Within the field of journalism, NLG technology didn’t really have a breakthrough until 2014. That year the LA Times launched their QuakeBot, which extracted data from larger earthquakes and put them into pre-written templates. The main focus of the QuakeBot was speed, and its main objective was to get the report to the public as fast as possible.

This was the backdrop when we teamed up with NTB to create our own robot. The ambitious goal was to have the robot create summaries that would be free of blatant errors, and that didn’t have to go through an editor, but could be distributed straight to NTB’s customers. By the end of the project we had reached this milestone.

How it’s done

A good basis of data
In this specific project we wanted to focus on creating summaries from football matches in the Norwegian top division. NTB have reporters on all matches providing data through their live service. In addition, they have, a database with various football-related statistics. By combining these sources, we could feed the robot with enough good data for generating high-level articles.

By combining live data with historic data we had a good foundation for creating interesting articles, since the robot doesn’t know “quality” (was it a nice goal, a fair red card, etc.). To find interesting content we then enrich the graphs with more links: previous goal by this player, this team, on this stadium, and also player/teams first/last/3rd goal this match/seasons etc.

Building structure and coaching the robot

The overall structure of a match summary is quite standardized. You need a great title, a lead paragraph with the most important points, a body of text describing the events as they unfolded, a post-script with some additional interesting information from the match and finally a conclusion. This way we could make a basic skeleton that all articles are built upon.

The overall structure of an article.

To be able to generate natural sentences the robot needs to be provided with a set of words and expressions that can be weighted and selected based on a broad range of criteria. For instance we may want to vary what we call the home team by using their local nickname, or we need to provide it with specific terms like “hattrick” or “matchwinner”. The sports journalists at NTB created a vast set templates for the robot to use to make the language as natural as possible and provide it with the proper vocabulary.

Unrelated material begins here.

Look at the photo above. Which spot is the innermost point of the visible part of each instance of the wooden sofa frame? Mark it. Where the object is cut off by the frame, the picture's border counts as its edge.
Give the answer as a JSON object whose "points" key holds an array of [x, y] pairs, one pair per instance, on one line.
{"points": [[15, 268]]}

The example shows how the mentioning of a player varies based on context. First the full name, then only the last name, and the third time some kind of alias referring to his age, position or nationality is used.
Example of a rule: If a team has been trailing behind, but then equalizes and scores the deciding goal after 85 minutes of the game has passed, the headline will tell the story about how the winning team turned the game around and won.
Example of a rule: “Nordkvelle became the matchwinner when Odd beat Stabæk 3–1”. The rule specifies that if a team wins by one goal, the player scoring the deciding goal will be mentioned in the headline.

Through rigorous testing and iterations the engine was trained to avoid weird mistakes and improve on the linguistic variation. One such spectacular mistake was celebrating the poor guy scoring a late own goal as the hero of the game.

The possibilities

In this case, the football robot can be further developed to provide better and more varied articles. For instance, the local paper of a sports team would present a different story than the local paper of the visiting team, and different competing media outlets would focus on different things in their stories.

The stories could also be broken down to the level of the individual user, building personalized articles based on location or interests. Moreover, the breadth of the coverage can be scaled almost infinite with expanding to more divisions, different age segments or other types of sports.

Robot journalists are not going to be replacing real journalists any time soon, but they have the potential to free up vast amounts of resources if used correctly. The world needs more quality journalism, and the robots can be a great tool for assisting journalists in data collection and structuring. Done right, a robot journalist can create an infinite number of varied articles in seconds, and free up big chunks of time for more valuable work.